Market competitiveness of fisheries and aquaculture sector in coming years will take note of strong needs to adapt and predict to emerging consumers’ trends. New disruptions and challenges are on the horizon that need to be dealt with in close collaboration with stakeholders as vertical cooperation is important for increasing competitiveness of the seafood and marine ingredient industries. E-commerce and social media, open up for important opportunities in selling and promoting seafood with less cost and more impact than before. Consumer behaviour is becoming more sophisticated online and they expect content which is tailored to their unique interests and lifestyles. Reaching the audience on the right platform, at the right time and in the right format is extremely important.  The top three topics of interest online are recipes, healthiness, and quality.

Moving forward a closer cooperation and coordination with other sectors such as agriculture, forestry’s, horticulture etc. is important to face the potential advantages of new technologies like nano, digitalization and upcoming technologies in the circular economy. This will be accompanied by the need not only to use but also to integrate new techniques and technologies for the process of fishing, seafood production and packaging and last but not least for managing their respective side streams on land and sea. This might also offer interesting new feedstock for aquatic bio-refining, even in conjunction with off shore aquacultures. Rules and regulation need to support positive development.

New products and services based on marine resources are being introduced. They include for instance new design of fish containers for better fish quality and less transport cost, Surimi products that recover proteins in the processing stream, fish feed grown on side streams from the wood industry and better handling of catch to minimize discoloration and increasing quality and value.

Technological and social disruptions will change everything in the seafood sector, just as they have in other sectors, such as accommodation, printing, audio sales and more.  Even though traditional fisheries may not be dead, seafood companies will have to adapt, even radically, to ensure success in their future business.
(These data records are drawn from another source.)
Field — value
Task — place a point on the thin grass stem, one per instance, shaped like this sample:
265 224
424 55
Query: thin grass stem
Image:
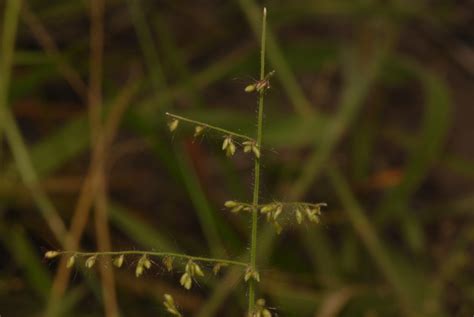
256 187
208 126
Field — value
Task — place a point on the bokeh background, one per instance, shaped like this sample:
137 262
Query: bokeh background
370 111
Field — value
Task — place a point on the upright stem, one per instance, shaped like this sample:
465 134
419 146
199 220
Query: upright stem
256 187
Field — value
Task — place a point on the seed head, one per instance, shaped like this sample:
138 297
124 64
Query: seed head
91 261
198 130
228 146
51 254
173 124
168 263
71 261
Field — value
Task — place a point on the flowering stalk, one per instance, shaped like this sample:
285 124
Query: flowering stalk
256 187
164 255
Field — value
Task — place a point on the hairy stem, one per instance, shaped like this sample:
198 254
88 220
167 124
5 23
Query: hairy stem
256 187
153 253
224 131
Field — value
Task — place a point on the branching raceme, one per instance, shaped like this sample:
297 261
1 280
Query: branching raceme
276 212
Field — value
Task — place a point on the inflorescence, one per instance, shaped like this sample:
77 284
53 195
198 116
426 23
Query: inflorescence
275 213
302 211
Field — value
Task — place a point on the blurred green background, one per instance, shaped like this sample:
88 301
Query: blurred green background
370 111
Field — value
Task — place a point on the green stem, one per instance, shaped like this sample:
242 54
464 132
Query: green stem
160 254
227 132
256 187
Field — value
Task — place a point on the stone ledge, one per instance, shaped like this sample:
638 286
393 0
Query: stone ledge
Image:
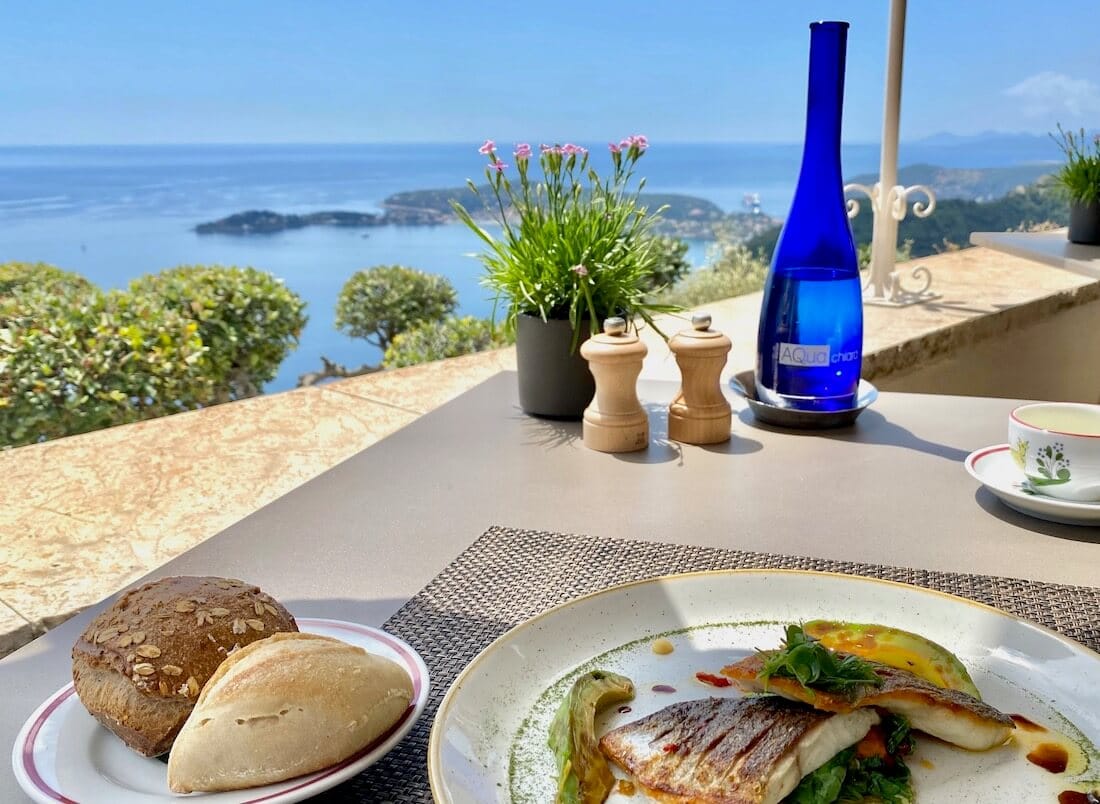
89 514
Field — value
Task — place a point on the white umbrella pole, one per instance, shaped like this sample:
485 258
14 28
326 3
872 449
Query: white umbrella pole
889 199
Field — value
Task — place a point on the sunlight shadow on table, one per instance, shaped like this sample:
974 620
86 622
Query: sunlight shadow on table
994 507
870 428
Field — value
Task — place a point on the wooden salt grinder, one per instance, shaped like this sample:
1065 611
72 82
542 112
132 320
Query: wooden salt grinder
700 414
615 421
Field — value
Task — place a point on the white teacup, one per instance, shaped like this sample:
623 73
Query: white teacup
1057 447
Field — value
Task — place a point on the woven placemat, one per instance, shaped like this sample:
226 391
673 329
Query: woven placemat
509 575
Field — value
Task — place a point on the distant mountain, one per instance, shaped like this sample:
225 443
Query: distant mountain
979 184
1021 139
950 224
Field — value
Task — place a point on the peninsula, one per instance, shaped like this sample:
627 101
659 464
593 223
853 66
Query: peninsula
683 216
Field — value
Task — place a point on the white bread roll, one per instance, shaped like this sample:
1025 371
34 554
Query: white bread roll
283 706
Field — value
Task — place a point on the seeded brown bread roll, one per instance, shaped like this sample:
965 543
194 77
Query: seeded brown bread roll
290 704
140 665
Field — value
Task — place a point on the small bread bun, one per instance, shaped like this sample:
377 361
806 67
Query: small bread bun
139 667
286 705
A dedicated session for the important work done by women in the seafood industry was held at the Congress and more women were engaged in the WSC than ever before. The organizing committee for the congress made a commitment to gender equality in terms of attendance as well as in the speaker line-up. Of the 139 speakers, 50 were women – a much higher percentage than in prior seafood related events.

Guðlaugur Þór Þórðarson, Minister for Foreign Affairs, discussed the importance of SDG14 from an Icelandic perspective in a breakout session, The Sustainable Development Goal 14 to: „Conserve and sustainably use the oceans, seas and marine resources for sustainable development,“ is, along with its targets, an integral part of the most comprehensive effort that the global community has launched in order to safeguard the future of humankind, the Agenda 2030. The oceans have a fundamental function for the food security of millions of people, not least in the developing world. Without clean, healthy and productive oceans, Agenda 2030 will be impossible to attain.